Truths and Myths About Vocal Cord Granulomas
Triggered by mucosal injury to the vocal process (arytenoid cartilage), contact granulomas grow from excessive infiltration by inflammatory tissue. The mucosal injury involved is observed in many variations. Voice overuse, chronic cough, severe laryngopharyngeal reflux as well as psychogenic co-factors all play key roles to varying degrees.
The hypothesis that a contact granuloma is almost always based on a psychogenic disorder or emotional dysbalance is definitively not consistent with Dr. Wohlt’s personal experience.
Case Report: Contact Granuloma
A 44-year-old labor union official presented with hoarseness that had existed for six months. At the onset, his voice was initially only slightly veiled. Over the course of months, however, it developed a significant hoarseness. Along with this voice impairment, he reported an abnormal sensation—like a lump in his throat—that he mostly noticed when swallowing. Speaking was difficult, his voice tired much faster than before, and he was no longer able to shout loudly at all.
The patient was a non-smoker; for around two years now, his work as an official had been especially strenuous, his workload very heavy and associated with great psychological stress. This overwork was affecting his family life and his social contacts were falling by the wayside.

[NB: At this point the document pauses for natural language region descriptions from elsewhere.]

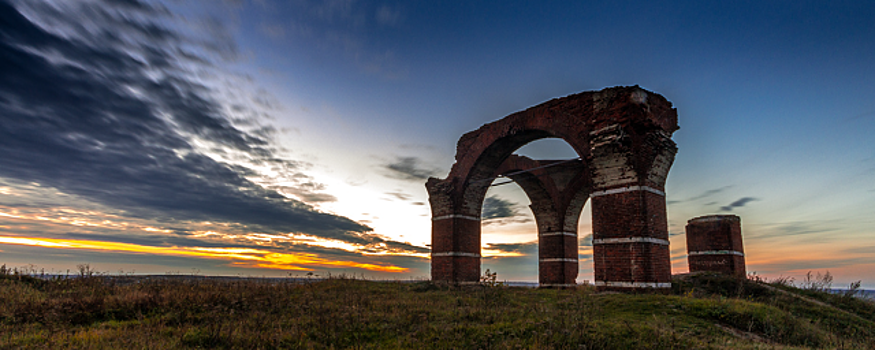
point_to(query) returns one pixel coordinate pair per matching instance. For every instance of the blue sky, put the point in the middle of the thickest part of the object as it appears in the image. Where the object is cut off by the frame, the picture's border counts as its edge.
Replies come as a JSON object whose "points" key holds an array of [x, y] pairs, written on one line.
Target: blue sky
{"points": [[272, 137]]}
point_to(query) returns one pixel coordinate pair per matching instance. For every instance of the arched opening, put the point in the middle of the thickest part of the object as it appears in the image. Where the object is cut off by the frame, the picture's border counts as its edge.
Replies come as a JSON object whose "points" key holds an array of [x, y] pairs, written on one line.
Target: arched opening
{"points": [[622, 138], [509, 233], [508, 226]]}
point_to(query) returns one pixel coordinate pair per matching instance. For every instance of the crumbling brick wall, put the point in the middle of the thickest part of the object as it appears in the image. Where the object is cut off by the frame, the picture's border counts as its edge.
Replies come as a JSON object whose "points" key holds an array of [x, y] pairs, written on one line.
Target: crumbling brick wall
{"points": [[714, 244], [623, 137]]}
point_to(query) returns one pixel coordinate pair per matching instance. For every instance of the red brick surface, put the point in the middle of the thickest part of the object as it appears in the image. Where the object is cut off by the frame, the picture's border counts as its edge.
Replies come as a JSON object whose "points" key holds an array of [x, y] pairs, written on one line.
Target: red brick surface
{"points": [[715, 233], [622, 135]]}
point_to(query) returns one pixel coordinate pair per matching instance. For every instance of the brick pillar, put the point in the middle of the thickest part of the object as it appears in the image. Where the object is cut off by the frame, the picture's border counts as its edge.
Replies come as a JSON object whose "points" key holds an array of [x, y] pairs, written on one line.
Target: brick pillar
{"points": [[630, 229], [557, 248], [455, 235], [714, 244], [555, 193]]}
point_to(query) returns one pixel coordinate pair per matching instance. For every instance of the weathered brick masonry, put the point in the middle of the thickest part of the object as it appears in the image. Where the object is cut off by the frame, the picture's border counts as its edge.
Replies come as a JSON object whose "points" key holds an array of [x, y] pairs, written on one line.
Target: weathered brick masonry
{"points": [[714, 244], [623, 137]]}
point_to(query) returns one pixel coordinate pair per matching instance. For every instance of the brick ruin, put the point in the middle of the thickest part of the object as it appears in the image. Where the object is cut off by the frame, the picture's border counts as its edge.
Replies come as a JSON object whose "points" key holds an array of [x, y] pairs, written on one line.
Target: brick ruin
{"points": [[623, 138], [714, 245]]}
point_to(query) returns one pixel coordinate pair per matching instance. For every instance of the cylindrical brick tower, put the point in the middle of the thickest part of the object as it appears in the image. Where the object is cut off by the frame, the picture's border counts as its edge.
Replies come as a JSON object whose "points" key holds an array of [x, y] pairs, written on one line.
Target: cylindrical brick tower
{"points": [[714, 244]]}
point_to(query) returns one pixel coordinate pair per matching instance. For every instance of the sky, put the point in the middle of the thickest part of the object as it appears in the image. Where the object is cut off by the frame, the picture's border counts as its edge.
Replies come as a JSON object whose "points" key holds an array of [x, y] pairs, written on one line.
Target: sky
{"points": [[286, 138]]}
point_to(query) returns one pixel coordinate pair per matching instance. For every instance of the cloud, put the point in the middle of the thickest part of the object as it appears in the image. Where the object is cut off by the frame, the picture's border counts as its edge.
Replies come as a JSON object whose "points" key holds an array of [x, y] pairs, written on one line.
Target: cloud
{"points": [[527, 248], [496, 208], [738, 203], [796, 228], [409, 168], [101, 100], [400, 195], [711, 192]]}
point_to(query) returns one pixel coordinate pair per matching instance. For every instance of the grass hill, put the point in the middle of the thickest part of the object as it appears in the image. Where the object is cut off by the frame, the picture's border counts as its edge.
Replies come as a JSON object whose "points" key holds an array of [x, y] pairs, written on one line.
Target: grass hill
{"points": [[702, 312]]}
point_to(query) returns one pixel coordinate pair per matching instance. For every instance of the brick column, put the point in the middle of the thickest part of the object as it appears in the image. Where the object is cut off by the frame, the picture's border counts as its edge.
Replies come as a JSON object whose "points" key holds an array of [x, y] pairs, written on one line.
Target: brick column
{"points": [[557, 258], [714, 244], [455, 236], [630, 230]]}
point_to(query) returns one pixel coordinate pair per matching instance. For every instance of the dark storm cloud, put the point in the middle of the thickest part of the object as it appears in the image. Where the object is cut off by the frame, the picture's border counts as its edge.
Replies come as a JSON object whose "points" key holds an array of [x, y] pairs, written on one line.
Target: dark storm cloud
{"points": [[409, 168], [738, 203], [497, 208], [98, 100]]}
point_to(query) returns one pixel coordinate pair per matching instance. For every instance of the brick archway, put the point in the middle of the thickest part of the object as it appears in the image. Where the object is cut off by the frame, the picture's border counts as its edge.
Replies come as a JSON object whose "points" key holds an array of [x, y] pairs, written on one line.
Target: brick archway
{"points": [[623, 138]]}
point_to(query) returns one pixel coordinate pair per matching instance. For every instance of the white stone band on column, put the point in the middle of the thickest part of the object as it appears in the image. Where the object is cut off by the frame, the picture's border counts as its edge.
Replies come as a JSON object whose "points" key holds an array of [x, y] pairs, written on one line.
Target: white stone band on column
{"points": [[626, 189], [559, 233], [470, 255], [557, 285], [632, 284], [630, 240], [557, 259], [716, 252], [455, 216]]}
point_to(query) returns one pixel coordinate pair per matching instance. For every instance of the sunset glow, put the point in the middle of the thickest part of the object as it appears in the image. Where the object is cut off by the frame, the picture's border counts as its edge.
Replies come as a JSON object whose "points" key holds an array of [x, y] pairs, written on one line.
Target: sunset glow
{"points": [[240, 257]]}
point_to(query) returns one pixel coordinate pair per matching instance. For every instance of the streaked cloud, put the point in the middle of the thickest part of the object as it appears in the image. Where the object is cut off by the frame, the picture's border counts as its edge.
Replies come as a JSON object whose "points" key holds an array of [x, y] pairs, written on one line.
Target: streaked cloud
{"points": [[105, 101], [246, 257], [409, 168], [738, 203]]}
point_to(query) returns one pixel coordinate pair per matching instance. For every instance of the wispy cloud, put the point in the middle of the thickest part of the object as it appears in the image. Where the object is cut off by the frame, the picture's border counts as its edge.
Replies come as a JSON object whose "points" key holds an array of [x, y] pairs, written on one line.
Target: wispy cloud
{"points": [[495, 207], [710, 193], [738, 203], [409, 168], [106, 101], [261, 258]]}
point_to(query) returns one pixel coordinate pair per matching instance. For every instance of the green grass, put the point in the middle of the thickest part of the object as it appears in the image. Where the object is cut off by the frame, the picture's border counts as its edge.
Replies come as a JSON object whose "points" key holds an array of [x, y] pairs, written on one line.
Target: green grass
{"points": [[708, 312]]}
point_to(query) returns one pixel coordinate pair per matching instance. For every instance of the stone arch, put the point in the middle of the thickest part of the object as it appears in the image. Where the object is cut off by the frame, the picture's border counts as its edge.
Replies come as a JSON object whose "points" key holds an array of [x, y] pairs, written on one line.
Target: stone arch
{"points": [[622, 136]]}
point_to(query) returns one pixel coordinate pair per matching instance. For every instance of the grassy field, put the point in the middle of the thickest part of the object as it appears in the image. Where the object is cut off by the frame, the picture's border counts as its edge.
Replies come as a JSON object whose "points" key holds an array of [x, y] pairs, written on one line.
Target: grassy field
{"points": [[708, 312]]}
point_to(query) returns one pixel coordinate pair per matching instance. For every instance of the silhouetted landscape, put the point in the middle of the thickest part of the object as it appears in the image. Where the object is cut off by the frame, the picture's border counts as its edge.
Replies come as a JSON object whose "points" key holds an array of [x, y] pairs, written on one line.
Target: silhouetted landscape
{"points": [[704, 311]]}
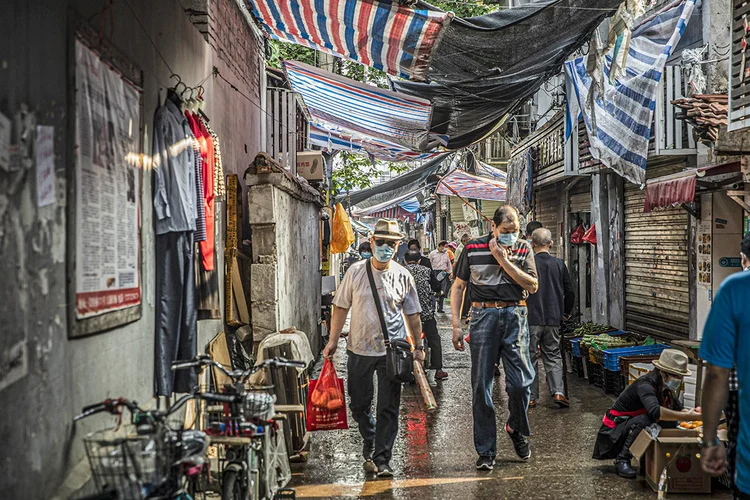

The videostroboscopic examination showed a pronounced vocal cord granuloma on the right vocal process, i.e. in the posterior third of the vocal fold, presenting with the characteristic crater-like shape. The arytenoid cartilage on the contralateral side exhibited minor tissue hyperplasia. During voice production, both his vocal folds were no longer able to close completely because of the blockage caused by the contact granuloma.
The patient was advised to submit himself a two-track treatment regimen. First, intensified voice therapy was initiated that took place twice a week. The aim here was to teach the patient to produce a softer voice and apply less pressure in doing so. In addition, the patient was prescribed a high-dose proton pump inhibitor. Every two months, he came to laryngological check-up examinations. After an initially successful therapeutic outcome with marked resolution of the contact granuloma, he suffered a major recurrence another two months later.
A supportive psychotherapeutic intervention was started; complete resolution of the contact granuloma was diagnosed four months later. It is interesting to note here that success was not achieved in this patient until functional voice therapy, anti-reflux medication and a supportive psychotherapeutic intervention were combined.